The fact that a stipulation in a Double Taxation Avoidance Agreement or a Protocol with one nation, requires the same treatment in respect to a matter covered by its terms, subsequent to its being entered into, when another nation (which is a member of a multilateral organization such as the Organisation for Economic Co-operation and Development), is given better treatment, does not automatically lead to integration of such term extending the same benefit in regard to a matter covered in the Double Taxation Avoidance Agreement of the first nation, which entered into the Agreement with India. In such event, the terms of the earlier Agreement require to be amended through a separate notification under section 90 .

The interpretation of the expression “is” has present signification. Therefore, for a party to claim the benefit of the “same treatment” clause, based on entry into a Double Taxation Avoidance Agreement between India and another State which is a member of the Organisation for Economic Co-operation and Development, the relevant date is that of entering into treaty with India, and not a later date, when, after entering into a Double Taxation Avoidance Agreement with India, such country becomes an Organisation for Economic Co-operation and Development member, in terms of India’s practice.

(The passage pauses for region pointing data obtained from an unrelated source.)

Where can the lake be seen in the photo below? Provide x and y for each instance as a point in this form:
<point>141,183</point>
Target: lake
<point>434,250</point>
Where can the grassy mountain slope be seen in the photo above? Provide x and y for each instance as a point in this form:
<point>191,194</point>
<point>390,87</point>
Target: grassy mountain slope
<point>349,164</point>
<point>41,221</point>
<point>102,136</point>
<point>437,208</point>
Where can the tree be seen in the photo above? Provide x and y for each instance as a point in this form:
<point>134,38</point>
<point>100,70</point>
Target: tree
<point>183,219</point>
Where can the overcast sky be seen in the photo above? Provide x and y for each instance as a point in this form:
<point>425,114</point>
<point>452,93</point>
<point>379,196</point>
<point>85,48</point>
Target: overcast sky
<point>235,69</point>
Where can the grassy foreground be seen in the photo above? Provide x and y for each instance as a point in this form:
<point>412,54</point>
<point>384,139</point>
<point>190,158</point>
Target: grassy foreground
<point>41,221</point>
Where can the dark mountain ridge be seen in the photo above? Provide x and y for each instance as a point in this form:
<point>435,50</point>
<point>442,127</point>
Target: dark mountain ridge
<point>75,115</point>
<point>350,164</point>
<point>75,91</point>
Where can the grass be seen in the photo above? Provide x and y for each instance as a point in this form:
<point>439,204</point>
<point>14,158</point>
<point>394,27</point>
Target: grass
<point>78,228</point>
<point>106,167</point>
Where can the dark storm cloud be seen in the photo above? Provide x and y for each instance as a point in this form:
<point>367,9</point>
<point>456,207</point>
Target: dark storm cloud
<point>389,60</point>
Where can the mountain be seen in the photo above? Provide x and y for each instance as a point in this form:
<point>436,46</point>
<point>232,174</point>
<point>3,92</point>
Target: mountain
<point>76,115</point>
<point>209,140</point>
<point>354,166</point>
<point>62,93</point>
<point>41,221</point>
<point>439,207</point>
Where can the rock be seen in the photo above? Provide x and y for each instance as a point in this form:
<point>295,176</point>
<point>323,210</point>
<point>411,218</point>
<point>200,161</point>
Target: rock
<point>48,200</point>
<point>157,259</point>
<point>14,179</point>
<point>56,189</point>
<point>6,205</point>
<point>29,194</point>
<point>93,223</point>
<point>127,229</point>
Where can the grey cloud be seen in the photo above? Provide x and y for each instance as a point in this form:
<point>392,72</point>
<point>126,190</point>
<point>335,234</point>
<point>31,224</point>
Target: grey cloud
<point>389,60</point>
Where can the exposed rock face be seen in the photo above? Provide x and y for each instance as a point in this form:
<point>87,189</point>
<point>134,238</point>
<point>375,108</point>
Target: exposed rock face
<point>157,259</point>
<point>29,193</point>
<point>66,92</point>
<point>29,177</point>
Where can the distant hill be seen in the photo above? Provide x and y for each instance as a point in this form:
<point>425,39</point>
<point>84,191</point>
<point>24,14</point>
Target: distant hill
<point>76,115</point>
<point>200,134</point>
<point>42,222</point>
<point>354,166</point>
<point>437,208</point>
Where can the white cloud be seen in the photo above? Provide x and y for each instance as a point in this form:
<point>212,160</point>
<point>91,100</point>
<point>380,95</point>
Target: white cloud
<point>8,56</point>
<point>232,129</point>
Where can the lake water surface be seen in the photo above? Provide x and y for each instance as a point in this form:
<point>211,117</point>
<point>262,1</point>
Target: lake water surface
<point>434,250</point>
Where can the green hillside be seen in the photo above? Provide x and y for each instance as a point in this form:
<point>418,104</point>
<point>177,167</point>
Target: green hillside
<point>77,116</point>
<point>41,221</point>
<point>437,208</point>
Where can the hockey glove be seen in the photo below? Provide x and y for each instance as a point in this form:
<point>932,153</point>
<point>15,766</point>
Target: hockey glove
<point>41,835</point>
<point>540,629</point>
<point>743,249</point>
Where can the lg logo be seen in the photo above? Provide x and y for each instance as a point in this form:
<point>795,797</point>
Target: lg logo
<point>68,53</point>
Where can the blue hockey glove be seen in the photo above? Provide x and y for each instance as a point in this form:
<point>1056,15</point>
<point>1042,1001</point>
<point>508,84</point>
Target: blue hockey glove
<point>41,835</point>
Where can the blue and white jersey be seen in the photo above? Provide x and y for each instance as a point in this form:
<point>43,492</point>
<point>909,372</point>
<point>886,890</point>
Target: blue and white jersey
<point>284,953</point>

The “most favoured nation” clause contained in various Indian treaties with countries that are members of the Organisation for Economic Co-operation and Development provides for lowering of the rate of taxation at source on dividends, interest, royalties or fees for technical services as the case may be, or restriction of the scope of royalty or fees for technical services in the treaty, similar to concessions given to another Organisation for Economic Co-operation and Development country subsequently.

There is no right to invoke the most favoured nation clause when the third country with which India has entered into a Double Taxation Avoidance Agreement was not yet a member of the Organisation for Economic Co-operation and Development (at the time of entering into such Double Taxation Avoidance Agreement). The most favoured nation clause comes into effect after a notification is issued.